In 1900, the Maryland General Assembly chartered Farmers Banking and Trust Company.  The bank opened in a small rented room in Rockville with capital stock of $50,000.   The directors purchased a lot on the corner of Court Street and Commerce Lane and hired architect Thomas C. Groomes to design a new bank.   While the new building was under construction, each afternoon the officers carried cash in a tin box to the nearby Montgomery County National Bank of Rockville (founded in 1884) for safekeeping. 

The first president of Farmers Bank was William Veirs Bouic, Jr., a Rockville attorney who represented the B&O Railroad, helped to incorporate the Maryland State Bar Association, served on the boards of the Rockville Cemetery Association and the Rockville Lyceum, and was Rockville’s first mayor under the new charter in 1888.  Other early directors included future mayor Lee Offutt and proprietor William Wallace Welsh.  They were paid $2 for each board meeting.   In 1908, a branch opened in Kensington.

Bankers were important personages in the small County seat.  Not only did they provide the capital  businesses, residents, and industry needed to build, expand, and make purchases, but they also assisted local government with public projects and fiscal management.  Bankers often provided leadership in the community, as when Farmers’ president Robert G. Hilton headed a committee to encourage Liberty Bond sales in WW I.  The town of Rockville supported both local financial institutions, alternating its account yearly between Montgomery County National and Farmers banks.

Plans for the new County Courthouse in 1930 forced demolition of buildings in the block bounded by Court, Washington, and Jefferson Streets and Montgomery Avenue. Farmers relocated across the main street from the new courthouse to a modern bank that cost $160,000. The directors engaged Tilghman Moyer Company of Allentown, PA to design the building in the popular Art Deco style. The bank’s exterior, interior, and entry abound with carved reliefs of Deco motifs – eagles, radiating lines, half-circles and zig-zags. Original Farmers Bank signs remain under the M&T exterior signs and on the vault door. Interior light fixtures, clock, doors, and ceiling panels keep the feel of the 1930 lobby.

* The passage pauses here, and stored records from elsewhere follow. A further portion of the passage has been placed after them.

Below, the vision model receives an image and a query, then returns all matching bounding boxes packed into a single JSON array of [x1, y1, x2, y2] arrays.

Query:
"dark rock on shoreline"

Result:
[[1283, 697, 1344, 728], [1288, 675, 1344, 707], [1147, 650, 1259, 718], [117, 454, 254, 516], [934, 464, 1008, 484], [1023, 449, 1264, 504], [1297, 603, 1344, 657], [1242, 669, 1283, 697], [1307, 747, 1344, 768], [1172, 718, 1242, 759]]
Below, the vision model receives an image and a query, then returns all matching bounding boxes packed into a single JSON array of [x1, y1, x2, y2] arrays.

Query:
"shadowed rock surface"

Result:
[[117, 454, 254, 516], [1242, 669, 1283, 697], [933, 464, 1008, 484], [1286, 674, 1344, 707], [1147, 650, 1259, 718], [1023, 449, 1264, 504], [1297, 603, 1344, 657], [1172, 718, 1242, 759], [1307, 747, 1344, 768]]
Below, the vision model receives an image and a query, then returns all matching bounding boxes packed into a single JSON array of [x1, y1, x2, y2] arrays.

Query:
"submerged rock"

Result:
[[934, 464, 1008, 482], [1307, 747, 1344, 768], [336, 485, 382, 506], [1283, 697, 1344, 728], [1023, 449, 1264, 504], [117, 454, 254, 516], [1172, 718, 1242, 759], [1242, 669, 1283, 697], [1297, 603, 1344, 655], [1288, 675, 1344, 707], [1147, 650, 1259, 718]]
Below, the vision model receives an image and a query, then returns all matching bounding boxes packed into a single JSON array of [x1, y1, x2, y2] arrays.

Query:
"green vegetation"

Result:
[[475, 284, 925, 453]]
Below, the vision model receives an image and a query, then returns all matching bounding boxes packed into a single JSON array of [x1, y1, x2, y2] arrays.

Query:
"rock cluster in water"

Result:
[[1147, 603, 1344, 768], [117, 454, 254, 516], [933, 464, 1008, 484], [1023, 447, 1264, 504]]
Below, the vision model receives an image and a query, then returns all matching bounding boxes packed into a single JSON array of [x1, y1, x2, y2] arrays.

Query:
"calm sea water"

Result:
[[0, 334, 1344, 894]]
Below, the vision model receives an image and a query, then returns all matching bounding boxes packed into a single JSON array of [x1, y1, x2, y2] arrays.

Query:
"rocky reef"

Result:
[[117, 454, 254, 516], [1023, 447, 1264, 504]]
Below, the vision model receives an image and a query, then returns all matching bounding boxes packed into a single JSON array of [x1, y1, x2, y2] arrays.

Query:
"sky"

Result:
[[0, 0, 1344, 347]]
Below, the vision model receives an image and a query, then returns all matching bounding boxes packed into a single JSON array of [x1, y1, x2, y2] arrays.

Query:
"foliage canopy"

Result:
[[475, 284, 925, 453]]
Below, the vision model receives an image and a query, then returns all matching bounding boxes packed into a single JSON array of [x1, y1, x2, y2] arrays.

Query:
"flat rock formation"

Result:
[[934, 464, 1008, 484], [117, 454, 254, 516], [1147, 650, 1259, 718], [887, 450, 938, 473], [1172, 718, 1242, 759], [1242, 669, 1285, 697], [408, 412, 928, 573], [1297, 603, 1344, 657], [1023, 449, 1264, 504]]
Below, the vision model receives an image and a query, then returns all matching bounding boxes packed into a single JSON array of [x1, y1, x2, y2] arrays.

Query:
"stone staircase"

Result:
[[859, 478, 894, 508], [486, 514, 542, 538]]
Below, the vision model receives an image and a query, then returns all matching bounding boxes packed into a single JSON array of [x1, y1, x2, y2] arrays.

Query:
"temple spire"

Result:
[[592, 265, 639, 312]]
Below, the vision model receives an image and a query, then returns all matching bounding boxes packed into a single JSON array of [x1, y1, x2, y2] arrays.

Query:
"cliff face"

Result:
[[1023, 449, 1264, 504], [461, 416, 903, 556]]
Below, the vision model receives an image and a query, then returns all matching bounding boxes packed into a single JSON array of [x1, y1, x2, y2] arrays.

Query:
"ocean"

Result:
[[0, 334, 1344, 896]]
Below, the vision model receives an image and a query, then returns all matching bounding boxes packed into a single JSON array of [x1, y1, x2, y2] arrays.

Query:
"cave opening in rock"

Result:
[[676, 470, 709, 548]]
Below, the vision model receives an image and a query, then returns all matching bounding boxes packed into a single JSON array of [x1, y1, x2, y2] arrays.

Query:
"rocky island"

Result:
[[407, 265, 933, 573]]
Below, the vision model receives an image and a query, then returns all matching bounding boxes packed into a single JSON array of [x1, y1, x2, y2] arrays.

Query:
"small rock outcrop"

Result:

Farmers Bank survived the Depression and continued operating for many years under the stewardship of Richard F. Green.  A branch opened in Twinbrook in 1958.  The bank name became First National, AlIfirst, and now M&T Bank.  Fortunately, Rockville’s only remaining Art Deco building was one of the “conservation buildings” that eluded urban renewal in the 1960s.  The bank was listed in the prestigious National Register of Historic Places as part of the Montgomery County Courthouses Historic District in 1986.